According to Payne, how a person thinks is determined by their relationships and knowledge, their resources and the demands of their environment. Further, the thinking between poverty, middle class and the wealthy is vastly different. These differences lead to misunderstandings in daily interactions at school, work and on the streets.
“I learned there are hidden rules. Hidden rules are unspoken cueing mechanisms people used to let them know you don’t belong,” Payne explained. “How many people have gone to a church and stood up at the wrong time? That’s a hidden rule.”
Payne has been actively involved in education since 1972. Her experience with people in poverty has given her a different view in approaching students and issues in school. Since 1996, Payne has certified 7,000 trainers in “A Framework for Understanding Poverty.”

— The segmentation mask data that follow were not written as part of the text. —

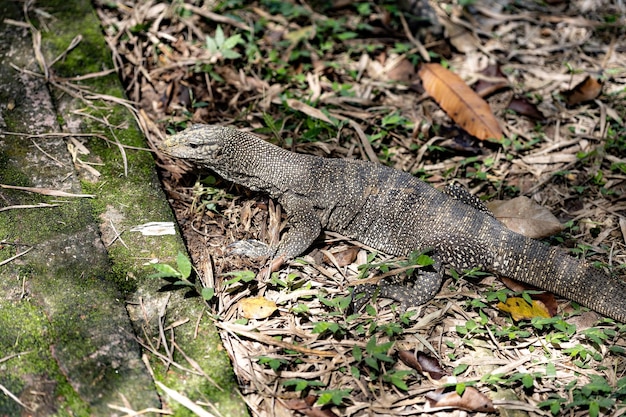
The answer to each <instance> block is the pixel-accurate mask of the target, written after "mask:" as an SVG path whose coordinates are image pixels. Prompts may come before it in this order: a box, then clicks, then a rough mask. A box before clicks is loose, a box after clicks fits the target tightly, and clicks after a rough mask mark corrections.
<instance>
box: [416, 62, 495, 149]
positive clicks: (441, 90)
mask: <svg viewBox="0 0 626 417" xmlns="http://www.w3.org/2000/svg"><path fill="white" fill-rule="evenodd" d="M419 76H420V78H421V79H422V84H423V85H424V89H425V90H426V92H428V94H430V96H431V97H432V98H433V99H434V100H435V101H436V102H437V103H438V104H439V105H440V106H441V108H442V109H444V110H445V111H446V113H448V115H449V116H450V117H451V118H452V120H454V121H455V122H456V123H457V124H458V125H459V126H461V127H462V128H463V129H465V130H466V131H467V132H468V133H470V134H472V135H474V136H476V137H477V138H478V139H481V140H486V139H493V140H496V141H500V140H501V139H502V137H503V136H504V134H503V133H502V129H500V125H499V124H498V120H497V119H496V118H495V116H494V115H493V113H492V112H491V108H490V107H489V104H488V103H487V102H486V101H485V100H483V99H482V98H481V97H480V96H479V95H478V94H476V93H475V92H474V91H473V90H472V89H471V88H469V87H468V86H467V84H465V81H463V80H462V79H461V77H459V76H458V75H456V74H454V73H453V72H451V71H448V70H447V69H445V68H444V67H442V66H441V65H439V64H423V65H422V67H421V68H420V70H419Z"/></svg>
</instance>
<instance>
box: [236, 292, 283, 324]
mask: <svg viewBox="0 0 626 417" xmlns="http://www.w3.org/2000/svg"><path fill="white" fill-rule="evenodd" d="M238 308H239V314H240V315H241V316H242V317H245V318H247V319H265V318H268V317H269V316H271V315H272V314H274V311H276V310H277V309H278V306H277V305H276V303H275V302H273V301H270V300H268V299H266V298H263V297H250V298H243V299H241V300H240V301H239V303H238Z"/></svg>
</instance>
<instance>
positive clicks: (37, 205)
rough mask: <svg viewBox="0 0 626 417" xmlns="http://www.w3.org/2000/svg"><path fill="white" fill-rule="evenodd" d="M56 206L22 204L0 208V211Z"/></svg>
mask: <svg viewBox="0 0 626 417" xmlns="http://www.w3.org/2000/svg"><path fill="white" fill-rule="evenodd" d="M58 206H59V205H58V204H47V203H39V204H23V205H19V206H7V207H0V211H7V210H16V209H29V208H47V207H58Z"/></svg>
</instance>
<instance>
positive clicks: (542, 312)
mask: <svg viewBox="0 0 626 417" xmlns="http://www.w3.org/2000/svg"><path fill="white" fill-rule="evenodd" d="M496 307H498V309H500V310H502V311H506V312H507V313H510V314H511V317H513V320H515V321H519V320H524V319H532V318H533V317H545V318H550V317H551V316H550V312H549V311H548V309H547V308H546V306H544V305H543V303H542V302H541V301H535V300H533V303H532V305H531V304H528V302H527V301H526V300H524V299H523V298H521V297H511V298H507V300H506V302H504V303H498V304H497V305H496Z"/></svg>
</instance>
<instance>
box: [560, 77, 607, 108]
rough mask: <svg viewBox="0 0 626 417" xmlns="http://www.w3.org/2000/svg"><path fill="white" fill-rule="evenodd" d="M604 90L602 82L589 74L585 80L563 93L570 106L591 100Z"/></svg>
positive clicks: (583, 80)
mask: <svg viewBox="0 0 626 417" xmlns="http://www.w3.org/2000/svg"><path fill="white" fill-rule="evenodd" d="M601 92H602V83H600V82H599V81H598V80H596V79H595V78H593V77H592V76H591V75H588V76H587V78H585V79H584V80H583V81H581V82H580V83H578V84H577V85H576V87H574V88H572V89H571V90H567V91H563V92H562V93H561V95H562V96H563V97H564V98H565V102H566V103H567V105H568V106H573V105H575V104H580V103H583V102H585V101H591V100H593V99H595V98H596V97H598V96H599V95H600V93H601Z"/></svg>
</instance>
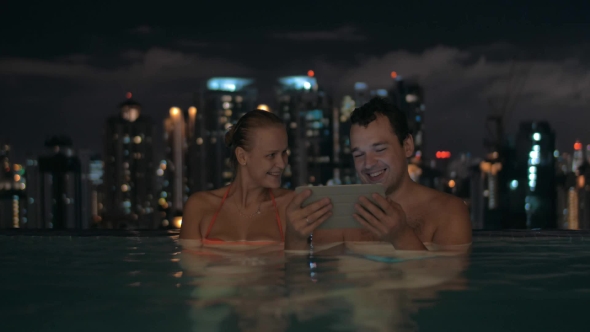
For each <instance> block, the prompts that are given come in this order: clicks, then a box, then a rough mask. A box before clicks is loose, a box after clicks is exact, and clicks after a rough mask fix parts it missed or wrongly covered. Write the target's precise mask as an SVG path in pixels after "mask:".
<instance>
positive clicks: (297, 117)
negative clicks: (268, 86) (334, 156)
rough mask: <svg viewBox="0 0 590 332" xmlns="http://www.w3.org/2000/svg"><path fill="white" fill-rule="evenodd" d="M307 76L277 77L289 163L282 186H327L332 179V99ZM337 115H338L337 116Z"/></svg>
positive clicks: (334, 166)
mask: <svg viewBox="0 0 590 332" xmlns="http://www.w3.org/2000/svg"><path fill="white" fill-rule="evenodd" d="M313 76H314V73H313V71H310V72H309V73H308V76H288V77H282V78H280V79H279V83H280V88H279V94H278V103H279V108H278V110H277V115H278V116H279V117H281V118H282V119H283V120H284V121H285V123H286V124H287V135H288V139H289V148H290V156H289V166H288V168H287V170H286V171H285V173H284V175H283V176H284V182H283V185H284V186H285V187H288V188H294V187H296V186H300V185H307V184H313V185H319V184H322V185H326V184H327V183H328V181H330V180H333V179H334V167H335V166H336V165H335V164H334V152H333V151H334V141H333V130H334V128H333V121H334V118H335V115H334V112H336V113H337V109H334V108H333V105H332V100H331V98H330V97H329V96H328V95H327V94H326V93H325V92H324V91H321V90H320V89H319V88H318V84H317V81H316V79H315V77H313ZM336 116H337V115H336Z"/></svg>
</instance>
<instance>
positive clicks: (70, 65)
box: [0, 35, 590, 155]
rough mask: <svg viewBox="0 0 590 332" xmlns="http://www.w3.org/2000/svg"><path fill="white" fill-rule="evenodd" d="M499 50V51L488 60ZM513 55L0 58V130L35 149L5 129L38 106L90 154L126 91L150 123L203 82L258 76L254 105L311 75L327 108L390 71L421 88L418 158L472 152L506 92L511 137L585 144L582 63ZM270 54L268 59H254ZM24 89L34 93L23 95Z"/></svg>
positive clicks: (509, 54)
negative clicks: (399, 75)
mask: <svg viewBox="0 0 590 332" xmlns="http://www.w3.org/2000/svg"><path fill="white" fill-rule="evenodd" d="M311 36H313V35H311ZM307 37H310V35H307ZM316 37H317V35H316ZM323 38H326V36H325V35H324V36H323ZM299 40H303V39H299ZM316 40H317V39H316ZM324 40H327V39H324ZM499 51H500V52H504V53H506V55H505V56H503V57H499V56H490V55H489V54H496V55H497V54H498V52H499ZM518 52H519V49H518V47H515V46H513V45H510V44H494V45H488V46H485V45H483V46H480V47H473V48H457V47H448V46H436V47H431V48H428V49H425V50H423V51H420V52H411V51H408V50H396V51H391V52H387V53H385V54H383V55H381V56H370V55H365V56H362V57H357V59H360V60H358V61H357V63H356V65H354V64H351V63H350V62H348V63H347V62H342V63H338V62H335V61H333V60H331V59H330V57H328V56H318V57H316V58H315V60H314V59H313V58H306V59H305V61H303V60H302V59H295V60H288V61H286V60H282V59H281V60H280V61H278V60H276V61H274V62H271V61H270V60H269V61H268V66H266V68H262V69H261V70H258V71H256V70H254V69H253V68H251V67H250V66H247V65H245V64H242V63H241V62H239V60H241V59H240V58H239V57H241V56H242V54H235V57H234V58H233V59H230V58H221V57H218V56H204V55H203V54H204V53H202V52H199V53H193V52H181V51H178V50H173V49H170V48H162V47H153V48H149V49H148V50H146V51H141V50H137V49H129V50H126V51H122V52H119V53H118V57H119V58H120V59H121V60H124V62H125V64H124V65H119V66H115V67H110V68H108V69H107V68H103V67H97V66H94V65H92V63H93V61H92V60H93V59H92V58H91V57H87V56H85V55H83V54H79V53H76V54H74V55H71V56H65V57H60V58H58V59H57V60H53V61H49V60H38V59H25V58H18V57H13V58H2V59H0V78H5V79H4V83H2V86H3V87H5V89H9V90H5V91H17V92H18V93H15V94H14V95H10V94H8V95H7V96H6V97H4V98H3V102H2V105H3V108H6V109H19V110H22V111H23V112H19V113H16V112H15V113H14V114H11V115H10V116H9V118H7V119H6V121H3V123H2V126H1V127H0V130H2V131H3V132H4V133H5V135H6V136H7V137H14V140H16V141H18V140H20V141H24V140H26V139H34V143H31V145H34V146H41V144H42V143H41V142H42V137H37V138H34V137H35V135H40V134H41V132H37V131H34V130H31V131H24V132H23V130H22V129H18V128H15V126H13V125H9V124H10V123H27V121H29V118H30V117H29V116H28V115H27V114H28V113H30V114H33V113H34V112H38V110H39V109H43V110H44V111H43V116H40V117H39V118H42V119H43V128H54V129H52V130H60V131H62V133H65V134H70V135H71V136H72V138H73V139H74V142H79V144H80V145H82V146H87V147H94V148H97V149H100V146H101V143H100V138H101V128H102V127H101V126H98V127H97V126H96V124H97V123H103V122H104V120H105V119H106V117H107V116H109V115H111V114H114V113H116V105H117V103H118V102H120V101H121V99H123V96H124V93H125V92H127V91H132V92H133V93H134V98H137V99H138V100H139V101H140V102H141V103H142V104H144V105H145V112H146V114H148V115H150V116H152V117H154V119H156V125H157V126H159V124H160V123H161V122H160V121H161V119H162V118H163V117H164V116H165V115H166V114H167V111H168V109H169V107H170V106H172V105H176V106H179V107H182V108H186V107H188V106H190V104H191V103H192V96H193V93H194V92H195V91H197V90H198V89H199V87H200V86H201V85H200V84H202V81H203V80H204V79H206V78H208V77H211V76H253V77H264V80H260V85H261V86H264V85H267V86H268V87H269V88H261V93H263V98H266V99H264V100H263V101H264V102H265V103H267V104H272V103H273V101H274V100H273V98H274V95H273V90H272V89H271V88H270V86H271V84H274V83H275V82H276V78H277V77H279V76H282V75H290V74H294V73H302V74H303V73H305V72H307V70H308V69H313V70H314V71H315V72H316V76H317V78H318V80H319V82H320V85H322V86H325V87H326V88H327V89H328V91H329V92H330V93H333V95H334V96H335V97H336V98H335V102H336V105H338V104H339V103H340V100H341V99H340V98H341V97H343V96H344V95H345V94H351V93H352V92H353V86H354V83H355V82H357V81H363V82H366V83H367V84H368V85H369V86H370V87H371V88H374V89H377V88H388V87H390V86H391V83H392V81H391V78H390V73H391V71H396V72H397V73H398V74H399V75H401V76H402V77H403V78H405V79H408V80H412V81H416V82H418V83H420V84H421V85H423V86H424V88H425V94H426V95H425V98H426V114H425V121H426V130H427V131H426V141H427V146H426V152H427V153H432V152H433V151H436V150H440V149H448V150H453V149H455V151H453V152H458V151H471V152H473V153H475V154H476V155H477V154H479V153H481V151H482V149H483V145H482V139H483V135H484V123H485V118H486V116H487V115H489V114H492V113H493V112H498V109H501V108H502V105H503V102H504V100H505V98H506V97H507V94H508V96H509V97H511V98H512V100H513V102H514V103H513V104H512V108H511V109H510V110H509V111H510V116H509V117H507V120H506V124H507V128H508V130H509V132H511V133H514V132H515V130H516V128H517V125H518V122H519V121H524V120H548V121H550V123H551V124H552V125H553V126H554V127H555V129H556V131H557V134H558V142H559V144H560V145H559V148H560V149H567V148H569V147H570V146H571V142H573V141H574V140H575V139H582V140H584V141H586V142H588V141H590V133H588V131H587V130H586V128H585V127H586V126H585V123H587V122H588V121H590V117H589V116H588V115H586V113H585V110H586V109H587V108H588V106H589V101H590V74H588V73H589V71H588V69H589V67H590V66H589V62H588V60H587V59H583V58H582V59H580V58H578V57H571V58H551V59H549V60H547V59H545V60H542V59H539V58H538V57H537V58H530V59H529V60H527V59H524V58H520V57H513V56H510V55H511V54H518ZM221 53H223V52H220V54H221ZM225 53H226V55H227V54H232V53H230V52H225ZM261 55H264V54H263V53H261ZM272 58H273V54H272V53H269V54H268V58H263V60H265V59H272ZM265 61H266V60H265ZM264 89H266V90H268V91H266V90H264ZM29 90H30V91H35V92H34V93H31V95H28V94H27V93H25V92H24V91H29ZM262 90H264V91H262ZM21 91H22V92H21ZM507 91H508V93H507ZM490 102H491V103H492V104H493V105H495V107H492V106H491V105H490ZM27 112H28V113H27ZM48 130H50V129H48Z"/></svg>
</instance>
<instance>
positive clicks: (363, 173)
mask: <svg viewBox="0 0 590 332" xmlns="http://www.w3.org/2000/svg"><path fill="white" fill-rule="evenodd" d="M350 147H351V149H352V156H353V158H354V166H355V168H356V171H357V173H358V174H359V176H360V178H361V181H362V182H363V183H381V184H383V185H384V186H385V190H386V193H387V194H388V195H389V194H391V193H392V192H393V191H394V190H395V189H396V188H398V187H399V185H400V184H401V183H402V181H403V178H404V177H406V176H408V164H407V158H409V157H410V156H411V155H412V153H413V152H414V143H413V140H412V138H411V137H409V138H408V139H406V140H405V141H404V144H403V146H402V145H401V144H400V143H399V140H398V138H397V136H396V135H395V133H394V132H393V129H392V128H391V125H390V124H389V119H387V117H385V116H383V115H377V119H375V121H373V122H371V123H369V125H368V126H367V127H363V126H360V125H358V124H355V125H352V127H351V129H350Z"/></svg>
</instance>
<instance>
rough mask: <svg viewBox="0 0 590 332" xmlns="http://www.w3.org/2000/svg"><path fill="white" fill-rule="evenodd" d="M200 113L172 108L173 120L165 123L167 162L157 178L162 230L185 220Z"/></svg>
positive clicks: (166, 156) (193, 111) (161, 165)
mask: <svg viewBox="0 0 590 332" xmlns="http://www.w3.org/2000/svg"><path fill="white" fill-rule="evenodd" d="M196 116H197V109H196V108H195V107H190V108H189V109H188V114H185V113H184V112H183V111H182V110H181V109H180V108H178V107H172V108H170V116H169V117H168V118H166V119H165V120H164V141H165V142H166V159H165V160H162V161H160V165H159V167H158V170H157V171H156V174H157V175H158V176H159V177H162V181H161V183H162V190H161V192H160V195H159V198H158V205H159V210H160V211H164V213H165V216H163V217H164V218H163V220H162V226H163V227H168V226H170V225H172V226H173V227H179V225H175V224H174V220H176V218H177V217H180V216H182V210H183V207H184V203H185V202H186V200H187V199H188V195H189V193H190V189H189V177H188V162H187V160H188V157H189V156H188V155H187V151H188V145H189V143H190V142H191V141H193V140H194V139H195V136H194V130H195V124H196Z"/></svg>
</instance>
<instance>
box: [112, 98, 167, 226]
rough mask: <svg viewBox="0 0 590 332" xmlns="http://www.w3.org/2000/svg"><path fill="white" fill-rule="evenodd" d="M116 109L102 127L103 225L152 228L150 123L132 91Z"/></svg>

“Let me tell you a couple of more rules of poverty. First, the noise level is higher. Let me explain to you why,” Payne said. “First, you have more people living in a smaller space. Second, you keep the TV on and whatever else because it drowns out noises you don’t want to hear.”
Payne went on to say another hidden rule in generational poverty is that important information is given nonverbally.
“Everybody in this room gives about 240 nonverbal signals at any given time,” Payne said. “When you are in a survival environment, you learn to pay attention to nonverbal, because nonverbal tells you a person’s intent.”
According to Payne, survival is one of three matters of focus for people in poverty. The other two are relationships and entertainment.
“Poverty is painful and one of the tools you use to survive is entertainment, because it takes away the pain,” Payne explained.
Dr. Jerry Faulkner, Cleveland State’s former vice president for Academic Affairs, sought Payne out to speak at this year’s in-service. Faulkner hoped Payne would provide insight into the minds and behaviors of the students in and surrounding Cleveland State. This includes the students from generational poverty backgrounds, as well as the middle class and wealthy.
“As educators, we need to understand the culture, language, and attitudes that often accompany the economic state,” Faulkner said in a recent press release.
Payne provided insight and several hidden rules for each one of the backgrounds.
“In your role as staff members you will help your students if you form relationships. There is much these students do not know,” Payne revealed. “Number one: [the students who come from poverty] do not know that it is going to be lonely. Number two: [the students] do not know that it is going to be frustrating and discouraging at times. If they are the first to go to college in their family, then they do not have the stories that middle class or wealthy students receive from their parents.”
On the other end of the spectrum, Payne discussed the hidden rules of wealth.
“One thing people do not know is there is no place more competitive to live than new money,” Payne began. “You have the money to give your children opportunities, but not the connections. The only way for your child then to have those opportunities is by your child being the best. When a parent comes to you and says, ‘My child needs to receive straight As,’ they are not joking.”
The five hidden rules of wealth are: It’s not OK to not be perfect; details make or break you; if you do not have connections or wealth you will be grilled on your expertise; time is more important than money; and social exclusion is the weapon of choice.
Payne explained the difference between poverty and wealth is just as large as the difference between wealth and the middle class.
“In middle class, if people want to know if you are worthy of respect they ask you what you do,” Payne said. “In wealth, if they want to know if you are worthy of respect they start by asking where you went to graduate school to see if it was Ivy League. If it is not, then they will ask questions about where you travelled.”
The middle class, according to Payne, base their decisions off of three things: work, achievement and pursuit of material things.
Lauralyn Anderson, the division secretary of Math and Natural Sciences at Cleveland State, said she was pleasantly surprised by how engaged she was by Payne’s presentation.
“The big thing for me is relationships with the students,” Anderson shared. “Instead of being quick to speak, I am really going to stop and think about where they are coming from.”
The second half of Payne’s Tuesday presentation was focused on resources and how resources impact a person and his or her ability to navigate daily life.
When asked what she wanted the audience to take away from the presentation, Payne responded, “That your environment shapes so much of your knowledge base and your knowledge base is such a form of privilege.”